(NOAA) Fisheries researcher Jason Link

New approach needed for global fisheries management

— NOAA photo

— NOAA photo


From ecoRI News (ecori.org)
The tiniest plants and creatures in the ocean fuel entire food webs, including the fish that much of the world’s population depends on for food and work.

In a paper recently published in Science Advances, National Oceanic and Atmospheric Administration (NOAA) Fisheries researcher Jason Link and colleague Reg Watson from the University of Tasmania’s Institute for Marine and Antarctic Studies suggest that scientists and resource managers need to focus on whole ecosystems rather than solely on individual populations.

Population-by-population fishery management is more common, but a new worldwide approach could help avoid overfishing and the insecurity that it brings to fishing economies, according to the paper.

“In simple terms, to successfully manage fisheries in an ecosystem, the rate of removal for all fishes combined must be equal to or less than the rate of renewal for all those fish,” said Link, the senior scientist for ecosystem management at NOAA Fisheries and a former fisheries scientist at the Northeast Fisheries Science Center, in Woods Hole, Mass.

The authors suggest using large-scale ecosystem indices as a way to determine when ecosystem overfishing is occurring. They proposed three indices, each based on widely available catch and satellite data, to link fisheries landings to primary production and energy transfer up the marine food chain.

Specific thresholds developed for each index make it possible, they said, to determine if ecosystem overfishing is occurring. By their definition, ecosystem overfishing occurs when the total catch of all fish is declining, the total catch rate or fishing effort required to get that catch is also declining, and the total landings relative to the production in that ecosystem exceed suitable limits.

“Detecting overfishing at an ecosystem level will help to avoid many of the impacts we have seen when managing fished species on a population-by-population basis, and holds promise for detecting major shifts in ecosystem and fisheries productivity much more quickly,” Link said.

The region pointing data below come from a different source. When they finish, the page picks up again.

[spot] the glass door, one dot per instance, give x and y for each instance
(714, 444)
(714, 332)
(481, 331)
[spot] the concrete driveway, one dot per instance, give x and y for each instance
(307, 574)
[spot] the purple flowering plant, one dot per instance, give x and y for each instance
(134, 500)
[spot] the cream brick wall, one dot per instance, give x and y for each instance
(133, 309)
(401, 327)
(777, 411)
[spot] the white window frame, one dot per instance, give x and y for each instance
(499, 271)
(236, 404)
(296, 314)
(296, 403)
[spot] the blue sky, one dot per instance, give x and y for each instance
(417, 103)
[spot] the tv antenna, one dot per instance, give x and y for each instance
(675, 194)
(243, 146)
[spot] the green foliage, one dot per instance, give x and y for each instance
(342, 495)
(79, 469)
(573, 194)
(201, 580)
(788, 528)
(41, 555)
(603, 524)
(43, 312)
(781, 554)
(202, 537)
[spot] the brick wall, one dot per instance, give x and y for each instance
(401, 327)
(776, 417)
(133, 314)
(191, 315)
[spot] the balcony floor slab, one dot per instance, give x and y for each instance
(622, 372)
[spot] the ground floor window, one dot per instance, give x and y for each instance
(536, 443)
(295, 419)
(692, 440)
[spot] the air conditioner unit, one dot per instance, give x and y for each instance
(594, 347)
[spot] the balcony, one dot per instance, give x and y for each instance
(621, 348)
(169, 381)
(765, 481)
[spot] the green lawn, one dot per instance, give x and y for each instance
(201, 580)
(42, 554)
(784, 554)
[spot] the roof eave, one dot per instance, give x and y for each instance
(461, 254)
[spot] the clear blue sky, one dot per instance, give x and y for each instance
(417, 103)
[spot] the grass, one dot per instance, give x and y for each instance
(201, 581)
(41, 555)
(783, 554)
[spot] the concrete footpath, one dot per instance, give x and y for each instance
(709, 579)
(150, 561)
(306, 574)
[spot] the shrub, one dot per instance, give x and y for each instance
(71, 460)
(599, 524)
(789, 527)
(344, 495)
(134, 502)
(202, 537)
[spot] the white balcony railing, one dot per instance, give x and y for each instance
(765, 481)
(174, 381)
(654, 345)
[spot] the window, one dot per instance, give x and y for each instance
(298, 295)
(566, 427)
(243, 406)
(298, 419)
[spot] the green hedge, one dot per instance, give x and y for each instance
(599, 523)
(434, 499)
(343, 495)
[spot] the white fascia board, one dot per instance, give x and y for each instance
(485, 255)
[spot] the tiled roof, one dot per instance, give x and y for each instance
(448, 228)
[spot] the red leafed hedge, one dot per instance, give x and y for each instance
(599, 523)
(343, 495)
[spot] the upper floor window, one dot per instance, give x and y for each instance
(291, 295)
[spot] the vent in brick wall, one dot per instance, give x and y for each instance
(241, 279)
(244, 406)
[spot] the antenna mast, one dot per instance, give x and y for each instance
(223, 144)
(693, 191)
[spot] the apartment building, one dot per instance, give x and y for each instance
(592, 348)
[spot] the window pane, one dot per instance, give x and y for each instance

In the North Sea, for example, declines in these indices suggested that total declines in fish catch indicative of ecosystem overfishing was occurring about 5-10 years earlier than what was pieced together by looking at sequential collapses in individual populations of cod, herring, and other species. Undue loss of value and shifting the catches in that ecosystem to one dominated by smaller fishes and invertebrates could have been avoided, according to the authors.

The first index used in the study is the total catch in an area, or how much fish a given patch of ocean can produce. The second is the ratio of total catches to total primary productivity, or how much fish can come from the plants at the base of the food web. The third index is the ratio of total catch to chlorophyll, another measure for marine plant life, in an ecosystem.

Proposed thresholds for each index are based on the known limits of the productivity of any given part of the ocean. Using these limits, the authors said local or regional context should be considered when deciding what management actions to take to address ecosystem overfishing. Having international standards would make those decisions much easier and emphasize sustainable fisheries.

“We know that climate change is shifting many fish populations toward the poles, yet the fishing fleets and associated industries are not shifting with them,” Link said. “That already has had serious economic and cultural impacts.”

The authors note that they are able to follow these shifts over time and see how they can exacerbate or even contribute to ecosystem overfishing.

Fisheries are an important part of the global economy. In addition to trade and jobs, fish provide the primary source of protein to more than 35 percent of the world’s population, and 50 percent of the people in the least developed countries, according to the authors. Regions where the greatest amount of ecosystem overfishing occurs are also where impacts can be the greatest.

The researchers looked at 64 large marine ecosystems around the world and found those in the tropics, especially in Southeast Asia, have the highest proportion of ecosystem overfishing. Temperate regions also have a high level of ecosystem overfishing, with limited capability to absorb shifting fishing pressure from the tropics as species move toward the poles.